Lee Anne Schmitt, viaggio nell’America post-industriale

Lee Anne Schmitt, 48 anni, nata a Chicago, cresciuta artisticamente in California, è tra le protagoniste di Pesaro 55 con una personale che porta per la prima volta in Italia il suo lavoro


PESAROLee Anne Schmitt, 48 anni, nata a Chicago, cresciuta artisticamente alla CalArts (California Institute of Fine Arts) è tra le protagoniste di Pesaro 55 con una personale che porta per la prima volta in Italia il suo lavoro di sperimentatrice rigorosamente in 16 mm. La sezione, curata da Rinaldo Censi, ha proposto i suoi film-saggio, riflessioni sul paesaggio americano, decostruzione dei miti della frontiera e del West – i nativi, la caccia ai bisonti – e forte critica al capitalismo e alla società postindustriale. “Per la prima volta ho iniziato a capire l’importanza del paesaggio osservando la zona industriale abbandonata di Chicago, con le sue fabbriche dismesse e gli edifici decadenti”.

Dedita dapprima alla danza con un collettivo di donne, da sempre appassionata di fotografia e fedele alla pellicola, che all’inizio del suo percorso era una necessità e oggi, in era digitale, una scelta, anche grazie a una macchina fotografica regalatale da un amico, la cineasta spiega che “il formato quadrato del 16 mm permette un lavoro di osservazione accurato sul tipo di rapporto esistente tra lo sviluppo del paesaggio e le persone che ne sono influenzate, prestandosi a raccontare tematiche storiche e sociali degli Stati Uniti”.

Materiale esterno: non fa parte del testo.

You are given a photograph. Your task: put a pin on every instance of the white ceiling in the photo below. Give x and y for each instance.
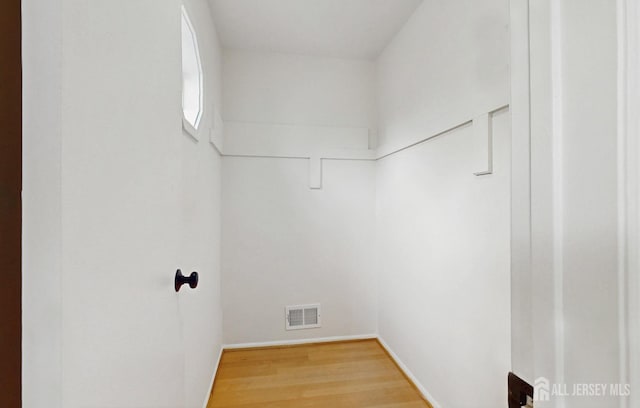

Tra le opere presentate: The Wash (2005), California Company Town (2008) e Company Town Remix (2012) oltre a Bower’s Cave (2010) e The Last Buffalo Hunt (2011). L’autrice ha spiegato il suo approccio indipendente a oltranza: “Faccio tutto da sola anche per motivi economici, dalle riprese al montaggio. Negli anni ’90 c’erano finanziamenti pubblici per l’arte che poi sono stati prosciugati fino a scomparire del tutto, ma io riesco a gestire in totale autonomia il mio lavoro che dura molti anni per ciascun film, tra riprese e montaggio”.

I temi toccati sono tutti legati alla storia degli Stati Uniti ma anche a esperienze autobiografiche. “I miei film sono tutti personali – conferma Lee Anne Schmitt – per esempio l’interesse per le città industriali nasce da mio padre, che si spostava per lavoro e da bambina mi ha portato a vivere in varie città industriali. Poi da adulta ho esplorato 18 agglomerati urbani legati a diverse attività produttive, andando in giro con l’auto, filmando e annotando i nomi dei posti. Nemmeno immaginavo la dimensione politica che avrebbero assunto quelle immagini”.

Inevitabile l’incontro-scontro con il razzismo. Il suo ultimo film, Purge this Land (2017) ripercorre la storia di John Brown (1800-1859), l’abolizionista americano fautore dell’insurrezione armata contro la schiavitù. “Il film – spiega la regista – è una riflessione sull’uso della violenza in un contesto schiavista. Dopo The Last Buffalo Hunt, sapevo che dovevo affrontare il tema della razza, era un imperativo. Dal 2002 ho cominciato a leggere libri su John Brown e nel 2016 è diventato evidente che la dinamica dello scontro razziale negli Usa stava di nuovo peggiorando, anche se non parlerei di recrudescenza perché il razzismo è una costante. Così ho iniziato le riprese e a metà del film ho scoperto di essere incinta. Ho continuato dopo la nascita di mio figlio, che è nero come suo padre (il musicista Jeff Parker, ndr). Gli antenati di Jeff vennero schiavizzati nelle piantagioni della Virginia. Quindi la mia voice over nel film è molto personale, so che non potrò mai capire la vita che fanno loro e anche la mia figliastra. Mio figlio, a differenza di me, vivrà come un nero in America”.